All Things Fall Apart (2010/Image Blu-ray)/The Sunset Limited (2011/HBO Blu-rays)/Up From Slavery (Mill Creek DVDs)
Picture: B-/B/C Sound: B-/B-/C Extras: D/B-/D Films: D/B-/C
As Black
History Month is upon us, here is a mix of more new titles in time for it.
Non-actor
Curtis “50 Cent” Jackson
is back and this time he has brought Mario Van Pebbles with him to direct and
even co-star in the aptly titled All
Things Fall Apart (2010) as this one starts falling apart after the first
scene. Jackson is an ace college football player
whose dream of big league NFL football success is going well until a
problematic turn for the worst, changing his plans and dreams. Unfortunately, I never believed he was a good
player, the script is more formulaic than Gatorade and even Lynn Whitfield and
Ray Liotta could not save this clunker.
There are fortunately no extras.
Tommy Lee
Jones co-stars with Samuel L. Jackson in The
Sunset Limited (2011), a project Jones directed based on the work of Cormac
McCarthy about the two men as two characters in two rooms who discuss life,
dread, mortality and even spirituality and religion in this smart, intense,
brutal and clever cable telefilm that has two of the best living actors at
their best with chemistry and talent to spare.

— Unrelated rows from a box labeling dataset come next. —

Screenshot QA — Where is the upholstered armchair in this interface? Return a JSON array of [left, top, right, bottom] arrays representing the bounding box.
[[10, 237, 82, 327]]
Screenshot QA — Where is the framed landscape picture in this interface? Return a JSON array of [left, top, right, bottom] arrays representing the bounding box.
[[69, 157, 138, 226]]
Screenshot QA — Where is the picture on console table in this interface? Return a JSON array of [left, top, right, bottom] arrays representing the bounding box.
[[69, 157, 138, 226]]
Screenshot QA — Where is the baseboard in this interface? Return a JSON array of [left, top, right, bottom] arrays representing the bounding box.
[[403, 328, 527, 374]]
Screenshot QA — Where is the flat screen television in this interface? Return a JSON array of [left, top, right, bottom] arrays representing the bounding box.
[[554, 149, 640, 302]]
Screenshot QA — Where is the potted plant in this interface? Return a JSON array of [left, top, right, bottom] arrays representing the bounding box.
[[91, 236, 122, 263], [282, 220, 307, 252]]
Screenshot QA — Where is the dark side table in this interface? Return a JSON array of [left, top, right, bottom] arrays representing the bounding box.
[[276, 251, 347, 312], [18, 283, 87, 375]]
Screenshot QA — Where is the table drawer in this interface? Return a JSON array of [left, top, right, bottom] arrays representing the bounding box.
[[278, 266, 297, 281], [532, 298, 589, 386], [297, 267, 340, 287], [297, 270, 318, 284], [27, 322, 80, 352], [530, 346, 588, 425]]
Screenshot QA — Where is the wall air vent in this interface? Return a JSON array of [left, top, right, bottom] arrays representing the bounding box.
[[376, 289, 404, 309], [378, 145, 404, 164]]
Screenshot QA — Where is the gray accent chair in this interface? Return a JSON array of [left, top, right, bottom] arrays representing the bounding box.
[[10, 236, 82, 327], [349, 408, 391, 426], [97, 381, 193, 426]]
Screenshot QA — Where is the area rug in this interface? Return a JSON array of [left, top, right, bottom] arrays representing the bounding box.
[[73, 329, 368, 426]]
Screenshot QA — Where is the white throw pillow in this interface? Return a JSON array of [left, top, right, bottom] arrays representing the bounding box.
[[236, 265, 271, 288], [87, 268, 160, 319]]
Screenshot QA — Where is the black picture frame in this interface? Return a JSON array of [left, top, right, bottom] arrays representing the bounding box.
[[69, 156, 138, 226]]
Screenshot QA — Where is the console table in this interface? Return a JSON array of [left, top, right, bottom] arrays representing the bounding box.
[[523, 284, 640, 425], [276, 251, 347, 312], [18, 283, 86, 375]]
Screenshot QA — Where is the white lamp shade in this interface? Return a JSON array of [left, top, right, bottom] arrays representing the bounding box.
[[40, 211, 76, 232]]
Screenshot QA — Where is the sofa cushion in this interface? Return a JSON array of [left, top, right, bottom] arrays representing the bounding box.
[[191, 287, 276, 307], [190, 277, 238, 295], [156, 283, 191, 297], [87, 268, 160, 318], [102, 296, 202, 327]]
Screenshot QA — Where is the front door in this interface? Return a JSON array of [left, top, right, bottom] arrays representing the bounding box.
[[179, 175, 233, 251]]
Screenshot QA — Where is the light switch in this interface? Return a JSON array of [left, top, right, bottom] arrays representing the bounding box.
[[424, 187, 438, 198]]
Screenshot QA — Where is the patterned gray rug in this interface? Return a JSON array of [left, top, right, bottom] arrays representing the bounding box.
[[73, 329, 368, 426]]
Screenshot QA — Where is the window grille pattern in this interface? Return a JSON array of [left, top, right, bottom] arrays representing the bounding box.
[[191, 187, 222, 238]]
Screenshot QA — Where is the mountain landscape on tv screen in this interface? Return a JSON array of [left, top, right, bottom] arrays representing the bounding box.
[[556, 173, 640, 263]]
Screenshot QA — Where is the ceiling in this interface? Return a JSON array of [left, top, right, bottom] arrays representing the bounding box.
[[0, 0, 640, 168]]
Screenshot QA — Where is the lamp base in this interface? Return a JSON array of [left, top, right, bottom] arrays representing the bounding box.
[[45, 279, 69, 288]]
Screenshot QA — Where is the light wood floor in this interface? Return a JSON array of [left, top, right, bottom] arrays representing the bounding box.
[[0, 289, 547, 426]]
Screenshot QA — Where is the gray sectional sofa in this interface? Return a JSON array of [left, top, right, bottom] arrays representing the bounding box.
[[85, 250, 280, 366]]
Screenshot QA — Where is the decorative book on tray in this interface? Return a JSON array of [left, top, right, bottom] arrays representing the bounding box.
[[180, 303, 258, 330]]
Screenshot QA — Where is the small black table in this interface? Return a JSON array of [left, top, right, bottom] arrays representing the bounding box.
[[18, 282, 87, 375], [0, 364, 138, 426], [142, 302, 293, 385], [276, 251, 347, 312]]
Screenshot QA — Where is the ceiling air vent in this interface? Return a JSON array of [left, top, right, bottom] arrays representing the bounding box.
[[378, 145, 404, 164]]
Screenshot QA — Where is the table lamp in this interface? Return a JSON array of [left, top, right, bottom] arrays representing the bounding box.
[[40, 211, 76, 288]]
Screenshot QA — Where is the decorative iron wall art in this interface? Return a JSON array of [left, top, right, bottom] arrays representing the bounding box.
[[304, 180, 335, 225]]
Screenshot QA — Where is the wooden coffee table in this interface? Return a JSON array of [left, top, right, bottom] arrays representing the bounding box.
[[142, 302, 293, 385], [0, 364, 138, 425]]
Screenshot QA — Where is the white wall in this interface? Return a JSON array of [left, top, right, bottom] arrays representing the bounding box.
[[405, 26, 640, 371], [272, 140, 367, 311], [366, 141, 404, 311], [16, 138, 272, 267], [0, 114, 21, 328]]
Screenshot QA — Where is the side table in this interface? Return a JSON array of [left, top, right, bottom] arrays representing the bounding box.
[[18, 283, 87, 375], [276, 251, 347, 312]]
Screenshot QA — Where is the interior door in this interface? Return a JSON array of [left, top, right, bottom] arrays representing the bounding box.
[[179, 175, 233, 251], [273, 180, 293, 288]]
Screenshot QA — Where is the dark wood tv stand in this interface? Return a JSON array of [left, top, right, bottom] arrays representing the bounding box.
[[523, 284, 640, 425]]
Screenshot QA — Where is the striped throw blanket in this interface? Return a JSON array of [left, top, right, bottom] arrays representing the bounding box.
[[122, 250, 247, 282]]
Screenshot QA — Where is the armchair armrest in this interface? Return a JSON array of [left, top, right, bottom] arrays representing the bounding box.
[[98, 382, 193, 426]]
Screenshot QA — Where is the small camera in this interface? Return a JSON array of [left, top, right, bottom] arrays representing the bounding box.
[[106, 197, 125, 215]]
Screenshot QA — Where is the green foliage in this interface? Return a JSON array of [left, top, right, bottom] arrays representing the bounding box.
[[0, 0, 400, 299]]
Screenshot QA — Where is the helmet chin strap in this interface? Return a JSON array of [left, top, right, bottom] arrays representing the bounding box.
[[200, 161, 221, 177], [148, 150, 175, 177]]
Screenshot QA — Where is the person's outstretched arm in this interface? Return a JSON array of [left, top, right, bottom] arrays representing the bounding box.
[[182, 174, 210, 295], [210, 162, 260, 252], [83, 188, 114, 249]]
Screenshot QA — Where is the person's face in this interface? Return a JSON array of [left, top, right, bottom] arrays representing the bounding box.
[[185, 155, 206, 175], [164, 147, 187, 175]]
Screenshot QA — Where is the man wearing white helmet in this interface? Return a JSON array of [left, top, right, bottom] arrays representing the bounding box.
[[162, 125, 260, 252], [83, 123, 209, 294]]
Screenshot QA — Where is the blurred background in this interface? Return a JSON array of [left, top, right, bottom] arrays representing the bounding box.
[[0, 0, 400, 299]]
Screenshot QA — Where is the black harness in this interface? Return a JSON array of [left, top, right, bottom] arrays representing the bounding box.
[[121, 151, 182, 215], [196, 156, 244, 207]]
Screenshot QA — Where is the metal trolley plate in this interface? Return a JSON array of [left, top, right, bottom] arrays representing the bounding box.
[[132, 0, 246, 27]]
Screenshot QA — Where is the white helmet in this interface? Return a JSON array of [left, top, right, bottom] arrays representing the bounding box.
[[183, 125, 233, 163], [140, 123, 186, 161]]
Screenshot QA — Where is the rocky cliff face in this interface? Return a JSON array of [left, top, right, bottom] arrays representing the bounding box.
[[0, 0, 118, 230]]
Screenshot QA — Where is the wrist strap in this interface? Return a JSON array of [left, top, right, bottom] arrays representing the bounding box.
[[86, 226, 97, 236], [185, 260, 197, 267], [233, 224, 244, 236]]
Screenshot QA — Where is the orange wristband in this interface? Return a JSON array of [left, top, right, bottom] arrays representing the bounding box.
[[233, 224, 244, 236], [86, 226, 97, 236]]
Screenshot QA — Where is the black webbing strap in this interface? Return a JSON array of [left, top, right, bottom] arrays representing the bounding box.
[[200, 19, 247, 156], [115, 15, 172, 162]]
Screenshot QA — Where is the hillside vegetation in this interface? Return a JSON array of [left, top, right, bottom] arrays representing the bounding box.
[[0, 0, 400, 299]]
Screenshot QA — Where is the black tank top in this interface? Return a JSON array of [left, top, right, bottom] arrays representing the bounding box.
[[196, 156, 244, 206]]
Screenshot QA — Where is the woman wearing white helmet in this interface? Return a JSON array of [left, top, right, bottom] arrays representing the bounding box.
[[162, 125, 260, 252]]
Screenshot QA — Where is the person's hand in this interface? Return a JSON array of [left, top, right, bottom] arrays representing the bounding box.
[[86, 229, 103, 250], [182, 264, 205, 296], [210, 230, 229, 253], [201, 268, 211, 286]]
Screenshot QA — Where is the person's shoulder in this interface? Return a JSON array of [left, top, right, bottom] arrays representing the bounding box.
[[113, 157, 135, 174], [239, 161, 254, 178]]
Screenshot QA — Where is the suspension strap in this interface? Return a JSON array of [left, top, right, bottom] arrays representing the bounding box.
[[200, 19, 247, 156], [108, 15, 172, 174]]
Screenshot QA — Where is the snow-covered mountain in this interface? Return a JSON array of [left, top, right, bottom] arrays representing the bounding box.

I was pleasantly surprised how interesting this one room work. Jones’ character has apparently committed
suicide by jumping in front of a moving New
York subway car.
Go out of your way for this one if you are interested. Extras include feature length audio
commentary by Jones, Jackson & McCarthy and a Making Of featurette.
Finally
we have the documentary mini-series Up
From Slavery which tries to historically detail the ugly past of how the U.S.
was often built by slave labor and worse.
Though it gets many of the facts correct, reenactments don’t work and
there are other things done here that do not ring true and do not even seem of
their time, so this is a very choppy, odd program overall. You get seven episodes over two DVDs and
there are no extras.
The 1080p
1.78 X 1 digital High Definition image transfer on the Blu-rays are the best
here as expected, but Fall has its
share of motion blur and detail issues, while Sunset has a stable camera, better lighting and tends to look more
solid, warm and defined overall. The
1.33 X 1 on Slavery is very soft
throughout, showing the age and budget limit of the production.
Both
Blu-rays also have DTS-HD MA (Master Audio) 5.1 lossless mixes and you would
think Fall would have the best mix
of the three, but it is limited in soundfield and not always well recorded,
while the dialogue-based Sunset is
nicely recorded throughout, clean and clear.
Slavery offers lossy Dolby
Digital 2.0 Mono that is compressed, distorted and trying.